In order to get some good and understandable insights into our dataset, we need to be able to explicitly index, slice and iterate our data to e.g. compare several countries in terms of population density growth.   

After looking at the distinct operations we want to display the countries Germany, Singapore, United States, and India with their population density of years 1970, 1990, 2010.

#### Loading the dataset

In [None]:
# importing the necessary dependencies
import pandas as pd

In [None]:
# loading the Dataset
dataset = pd.read_csv('../../Datasets/world_population.csv', index_col=0)

In [None]:
# looking at the first 2 elements of the dataset
dataset.head(2)

---

#### Indexing

Since we need several rows and columns of our dataset to complete the given task, we have to use indexing to get the right rows and columns.   
Use indexing to get: 
- the row of the USA
- the second to last row
- the column of year 2000 as Series
- the population density for India in 2000

In [None]:
# indexing the USA row
dataset.loc[["United States"]].head()

In [None]:
# indexing the last second to last row by index
dataset.iloc[[-2]]

In [None]:
# indexing the column of 2000 as a Series
dataset["2000"].head()

In [None]:
# indexing the population density of India in 2000 (Dataframe)
dataset[["2000"]].loc[["India"]]

**Note:**   
Using sinlge brackets to index columns (like with NumPy) we will get a pandas Series object.   
When using double brackets to do indexing, a DataFrame will be returned. This way we can also index several elements with one query. 

When comparing the output of the DataFrame query to the Series query, we can see the difference between Series and DataFrames

In [None]:
# indexing the population density of India in 2000 (Series)
dataset["2000"].loc["India"]

---

#### Slicing

Other than the single rows and columns and we also need to get some Subsets of the dataset.   
Use slicing for:
- the countries in row 2 to 5
- countries Germany, Singapore, United States, and India
- Germany, Singapore, United States, and India with their population density of years 1970, 1990, 2010

In [None]:
# slicing countries of rows 2 to 5
dataset.iloc[1:5]

In [None]:
# slicing rows Germany, Singapore, United States, and India 
dataset.loc[["Germany", "Singapore", "United States", "India"]]

In [None]:
# slicing a subset of Germany, Singapore, United States, and India 
# for years 1970, 1990, 2010 <
country_list = ["Germany", "Singapore", "United States", "India"]

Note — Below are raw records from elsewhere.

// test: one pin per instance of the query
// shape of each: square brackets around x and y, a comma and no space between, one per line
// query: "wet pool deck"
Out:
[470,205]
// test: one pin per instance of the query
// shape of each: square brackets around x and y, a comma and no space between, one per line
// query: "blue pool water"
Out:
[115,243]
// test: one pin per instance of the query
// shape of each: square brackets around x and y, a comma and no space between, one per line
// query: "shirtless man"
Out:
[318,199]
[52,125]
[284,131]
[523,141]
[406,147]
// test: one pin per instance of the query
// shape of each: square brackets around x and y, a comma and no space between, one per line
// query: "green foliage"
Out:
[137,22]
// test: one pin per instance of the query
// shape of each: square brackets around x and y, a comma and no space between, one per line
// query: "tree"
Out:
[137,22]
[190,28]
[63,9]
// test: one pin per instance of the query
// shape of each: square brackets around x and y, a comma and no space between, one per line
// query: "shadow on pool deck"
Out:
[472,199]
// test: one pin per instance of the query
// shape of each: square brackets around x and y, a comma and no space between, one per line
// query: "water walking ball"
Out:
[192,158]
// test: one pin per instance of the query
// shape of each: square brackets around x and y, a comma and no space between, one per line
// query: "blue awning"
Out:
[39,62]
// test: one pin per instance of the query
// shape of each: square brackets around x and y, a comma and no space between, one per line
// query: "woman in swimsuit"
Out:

dataset.loc[country_list][["1970", "1990", "2010"]]

---

#### Iterating

As the last task of this exercise, we want to iterate over the first three countries of our dataset and print:   
- name
- country code 
- years 1970, 1990, 2010 

In [None]:
# iterating over the first three countries (row by row)
for index, row in dataset.iterrows():
    # only printing the rows until Angola
    if index == 'Angola':
        break
    
    print(index, '\n', row[["Country Code", "1970", "1990", "2010"]], '\n')

**Note:**   
Iterrows returns a Series for each row. This means that it does not preserve data types across the row.   
If you should need to preserve the dtypes of the columns, use the `itertuples()` method.